Começo hoje a publicar resenhas de filmes concorrentes ao Oscar que ainda não estão em plataformas de streaming acessíveis no Brasil. 

NOMADLAND

O mito muito americano da estrada como lar aparece com viés melancólico no longa vencedor do último Festival de Veneza e favorito ao Oscar de melhor filme. Nomadland é baseado no livro Nomadland: Surviving America in the Twenty-First Century, de Jessica Bruder, romance-reportagem sobre as comunidades de trabalhadores nômades que se formaram nos EUA a partir da recessão de 2008. São esses mesmos personagens reais que interagem no filme com Frances McDormand e David Strathairn através de acampamentos de trailers e vans nos desertos que cortam os estados de Dakota do Sul, Nevada, Nebraska e Arizona.

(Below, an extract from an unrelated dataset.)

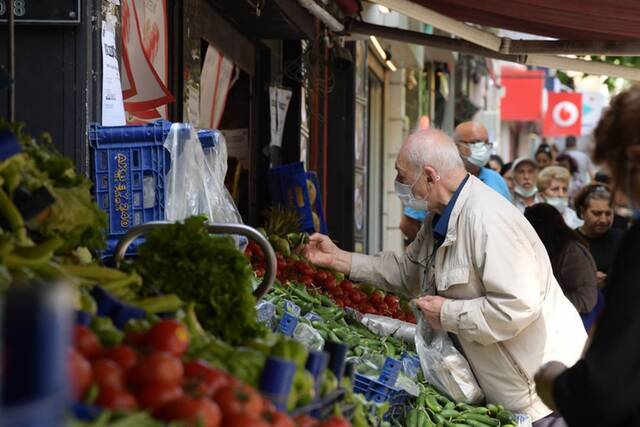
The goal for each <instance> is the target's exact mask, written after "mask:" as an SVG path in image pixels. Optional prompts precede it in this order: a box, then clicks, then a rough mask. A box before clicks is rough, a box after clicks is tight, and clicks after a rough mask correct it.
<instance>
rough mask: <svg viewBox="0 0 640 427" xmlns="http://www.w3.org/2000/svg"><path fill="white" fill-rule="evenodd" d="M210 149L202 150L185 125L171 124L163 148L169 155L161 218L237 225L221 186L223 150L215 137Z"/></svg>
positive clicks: (227, 197) (223, 171) (235, 207)
mask: <svg viewBox="0 0 640 427" xmlns="http://www.w3.org/2000/svg"><path fill="white" fill-rule="evenodd" d="M215 137H216V138H215V139H216V140H217V141H216V142H215V143H214V144H213V146H211V147H208V148H206V149H203V147H202V144H201V142H200V139H199V138H198V133H197V132H196V130H195V129H194V128H193V127H192V126H191V125H189V124H183V123H174V124H173V125H172V126H171V130H170V131H169V135H168V136H167V139H166V140H165V143H164V146H165V148H166V149H167V150H168V151H169V153H170V154H171V168H170V169H169V173H168V174H167V178H166V185H165V217H166V219H167V220H169V221H182V220H184V219H185V218H187V217H190V216H193V215H205V216H206V217H207V218H208V219H209V221H210V222H212V223H225V224H232V223H233V224H241V223H242V218H241V217H240V214H239V213H238V209H237V208H236V205H235V203H234V202H233V199H232V198H231V195H230V194H229V191H227V188H226V187H225V185H224V178H225V175H226V173H227V146H226V142H225V140H224V137H223V136H222V134H220V133H217V132H216V133H215Z"/></svg>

A ação se passa em 2011. Frances encarna a viúva Fern (esse é o codinome de estada da própria atriz, adepta dos trailers), que pega a estrada depois que o marido morre e a fábrica onde ela trabalhava é fechada. A quem pergunta se é homeless, ela responde “Não. Sou houseless“. Diferença importante entre casa e lar. A bordo de sua van, estaciona onde lhe permitem e viaja em busca de empregos temporários – ora num centro de empacotamento da Amazon, ora em faxinas ou numa megaplantação de batatas (ou serão beterrabas?). Em cada um desses cenários, Frances atua ao lado de outros trabalhadores reais, num modelo de ficção que pretende absorver o sentido da realidade.

A diretora Chloé Zhao, nascida na China, tem predileção por trabalhar com atores não profissionais, o que não a impediu de aceitar o convite da Marvel para dirigir o vindouro blockbuster Os Eternos. Em Nomadland, ela explora o caráter documental que está na origem do projeto encampado inicialmente por Frances McDormand, também liderando as apostas do Oscar de melhor atriz.

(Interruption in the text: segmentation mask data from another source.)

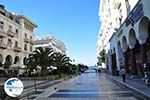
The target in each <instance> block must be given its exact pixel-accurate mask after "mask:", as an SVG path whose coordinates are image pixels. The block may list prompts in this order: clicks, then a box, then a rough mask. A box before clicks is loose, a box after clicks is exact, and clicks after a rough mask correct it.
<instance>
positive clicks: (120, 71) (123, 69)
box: [120, 67, 126, 82]
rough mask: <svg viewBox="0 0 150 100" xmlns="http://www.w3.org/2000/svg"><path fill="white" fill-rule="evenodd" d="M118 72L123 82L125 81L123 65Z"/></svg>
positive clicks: (124, 81) (125, 71)
mask: <svg viewBox="0 0 150 100" xmlns="http://www.w3.org/2000/svg"><path fill="white" fill-rule="evenodd" d="M120 74H121V76H122V80H123V82H125V81H126V70H125V68H124V67H122V68H121V70H120Z"/></svg>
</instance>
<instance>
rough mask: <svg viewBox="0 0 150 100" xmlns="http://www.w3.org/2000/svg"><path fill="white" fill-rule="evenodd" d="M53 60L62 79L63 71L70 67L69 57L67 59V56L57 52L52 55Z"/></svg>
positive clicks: (54, 64) (59, 74)
mask: <svg viewBox="0 0 150 100" xmlns="http://www.w3.org/2000/svg"><path fill="white" fill-rule="evenodd" d="M52 58H53V65H54V66H56V67H57V71H58V74H59V77H61V71H62V70H63V69H64V68H65V67H68V66H69V65H70V63H69V61H70V59H69V57H67V56H66V55H65V54H62V53H60V52H55V53H53V54H52Z"/></svg>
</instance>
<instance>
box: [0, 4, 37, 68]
mask: <svg viewBox="0 0 150 100" xmlns="http://www.w3.org/2000/svg"><path fill="white" fill-rule="evenodd" d="M36 27H37V26H36V25H35V24H34V23H33V22H32V21H30V20H29V19H28V18H26V17H25V16H22V15H16V14H14V13H10V12H8V11H6V9H5V7H4V6H3V5H0V66H2V65H3V64H4V63H5V62H6V61H7V62H10V63H11V64H17V63H19V64H24V59H26V57H27V56H28V54H29V53H30V52H32V50H33V48H34V37H35V36H34V34H33V31H34V29H35V28H36Z"/></svg>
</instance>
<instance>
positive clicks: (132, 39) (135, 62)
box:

Como Fern, os seus companheiros de estrada são pessoas mais velhas, empobrecidas e abaladas por doenças ou perdas pessoais. Fern, em particular, reboca o peso da memória do marido e de uma vida pregressa que lhe era cara. Na estrada, endureceu a veia romântica e não suporta mais a perspectiva de retomar um cotidiano sedentário. Ainda assim, é uma mulher sensível ao contato humano e desprendida de bens materiais que não possuam valor afetivo. Uma exceção são os pratos decorados que herdou do pai.

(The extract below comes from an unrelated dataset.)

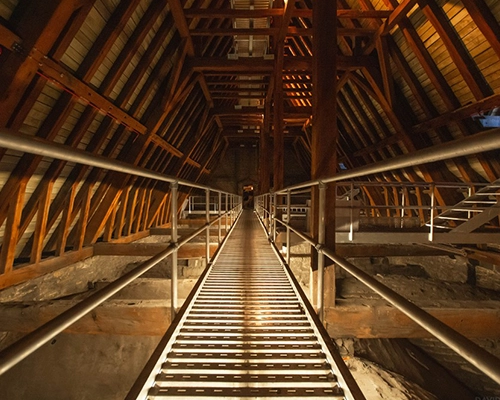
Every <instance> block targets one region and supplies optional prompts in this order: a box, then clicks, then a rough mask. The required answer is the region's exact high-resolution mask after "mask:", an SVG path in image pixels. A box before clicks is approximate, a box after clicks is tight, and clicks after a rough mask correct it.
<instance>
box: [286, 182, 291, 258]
mask: <svg viewBox="0 0 500 400" xmlns="http://www.w3.org/2000/svg"><path fill="white" fill-rule="evenodd" d="M290 203H291V193H290V191H288V192H286V221H287V222H288V223H290V218H291V217H290V215H291V212H290V211H291V210H290V208H291V204H290ZM291 247H292V244H291V243H290V228H289V227H288V226H287V227H286V263H287V264H288V265H290V250H291Z"/></svg>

Eu me sintonizei com ela, apesar do acesso rarefeito a suas razões e escolhas. O filme nos toca em grande parte pelas interações que Fern estabelece nos encontros, despedidas e reencontros da estrada, bem como na relação dela com a paisagem e com os signos kitsch do Oeste contemporâneo. Uma profunda solidão habita aqueles grandes espaços, povoados por uma geração de americanos que caiu no conto do neoliberalismo.

Chloé Zhao estudou Ciência Política, foi aluna de Spike Lee em Los Angeles e nutre grande admiração pelo cinema de Terrence Malick. Disso tudo talvez resulte o mix de mirada política e interesse humanístico presente em Nomadland.